Acte 3 : Tariq Ramadan se défend
Après plusieurs jours de silence, Tariq Ramadan a finalement réagi. Dans un message publié samedi sur sa page Facebook, il a dénoncé une "campagne de calomnie" enclenchée par ses "ennemis de toujours". Alors que son avocat a annoncé avoir porté plainte pour "dénonciation calomnieuse" concernant les accusations de Henda Ayari, il y affirme qu'une "nouvelle plainte sera déposée dans les prochains jours puisque mes adversaires ont enclenché la machine à mensonges".
"Il est triste de voir nos adversaires réduits à soutenir l'imposture et la tromperie érigées en vertu", poursuit l'islamologue qui se dit à la disposition de la justice.
Le droit doit maintenant parler, mon avocat est en charge de ce dossier, nous nous attendons à un long et âpre combat. Je suis serein et déterminé.
Tariq Ramadansur Facebook
Acte 4 : vers de nouveaux témoignages
L'avocat des deux plaignantes, Eric Morain, a précisé avoir reçu d'autres témoignages de femmes qui réfléchissent à porter plainte à leur tour contre l'intellectuel pour des faits de "harcèlement" ou d'"agressions sexuelles".
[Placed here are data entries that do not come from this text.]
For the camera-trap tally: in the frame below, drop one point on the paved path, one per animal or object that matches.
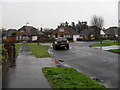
(28, 71)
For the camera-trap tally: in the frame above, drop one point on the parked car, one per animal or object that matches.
(60, 43)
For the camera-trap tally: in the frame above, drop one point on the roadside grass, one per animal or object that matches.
(105, 44)
(65, 77)
(115, 51)
(17, 48)
(39, 50)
Le Parisien ajoute également avoir été contacté il y a trois ans par une troisième femme qui envisageait le dépôt d'une plainte à l'encontre de Tariq Ramadan. Elle dénonce le "harcèlement et les menaces" dont elle aurait été victime.
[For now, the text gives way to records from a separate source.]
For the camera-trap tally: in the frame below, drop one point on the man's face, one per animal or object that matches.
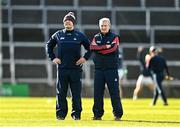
(104, 27)
(68, 25)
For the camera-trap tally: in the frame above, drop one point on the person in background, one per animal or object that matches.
(105, 56)
(69, 65)
(145, 77)
(158, 67)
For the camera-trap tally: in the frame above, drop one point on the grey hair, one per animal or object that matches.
(104, 19)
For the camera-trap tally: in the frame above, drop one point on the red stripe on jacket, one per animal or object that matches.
(112, 49)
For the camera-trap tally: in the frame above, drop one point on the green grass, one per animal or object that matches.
(41, 112)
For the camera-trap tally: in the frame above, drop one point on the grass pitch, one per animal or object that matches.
(41, 112)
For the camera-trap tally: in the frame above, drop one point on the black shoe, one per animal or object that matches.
(76, 118)
(116, 118)
(60, 118)
(166, 104)
(96, 118)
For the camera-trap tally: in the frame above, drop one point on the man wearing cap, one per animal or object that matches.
(105, 56)
(158, 66)
(69, 65)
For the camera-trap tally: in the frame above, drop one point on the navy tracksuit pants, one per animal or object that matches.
(68, 78)
(101, 77)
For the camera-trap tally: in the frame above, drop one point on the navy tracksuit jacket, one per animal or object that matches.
(106, 71)
(68, 73)
(158, 65)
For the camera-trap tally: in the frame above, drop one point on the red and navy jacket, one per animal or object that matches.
(68, 47)
(105, 57)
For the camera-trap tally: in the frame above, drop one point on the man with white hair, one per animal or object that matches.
(105, 56)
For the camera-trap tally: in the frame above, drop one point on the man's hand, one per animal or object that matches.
(57, 61)
(81, 61)
(108, 46)
(169, 78)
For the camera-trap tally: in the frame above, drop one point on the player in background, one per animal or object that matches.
(145, 77)
(158, 67)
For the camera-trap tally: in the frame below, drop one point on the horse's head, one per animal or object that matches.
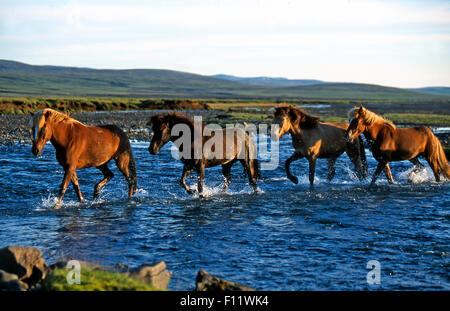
(357, 124)
(161, 132)
(41, 130)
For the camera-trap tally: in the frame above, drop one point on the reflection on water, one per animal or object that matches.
(285, 237)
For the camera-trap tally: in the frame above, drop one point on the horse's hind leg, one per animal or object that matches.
(76, 186)
(381, 166)
(68, 173)
(226, 171)
(125, 163)
(107, 177)
(417, 165)
(287, 165)
(331, 168)
(312, 170)
(354, 154)
(417, 168)
(186, 172)
(251, 176)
Acte 5 : Tariq Ramadan accusé d'avoir eu des relations sexuelles avec des mineures en Suisse
Les faits se seraient déroulés dans les années 1980 et 1990. Dans une enquête de La Tribune de Genève publiée dimanche 5 novembre, quatre femmes racontent anonymement avoir été harcelées sexuellement et, pour certaines, avoir eu des relations sexuelles avec Tariq Ramadan, alors qu'elles étaient mineures et que ce dernier enseignait dans sa ville natale de Genève (Suisse), au Cycle des Coudriers puis au Collège de Saussure.
La plus jeune, âgée de 14 ans à l'époque des faits, dit avoir refusé d'avoir des relations sexuelles avec Tariq Ramadan. "Il a mis sa main sur ma cuisse en me disant qu'il savait que je pensais à lui le soir avant de m'endormir (…). C'était de la manipulation. Il disait qu'il pensait à moi mais qu'il était marié. J'étais mal, mais je ne pouvais rien dire. C'était mon prof", raconte-t-elle au quotidien suisse.
Deux des avocats de Tariq Ramadan, Julie Granier et Yassine Bouzrou, ont été contactés par Le Point et La Tribune de Genève pour réagir à ces nouvelles accusations, sans succès.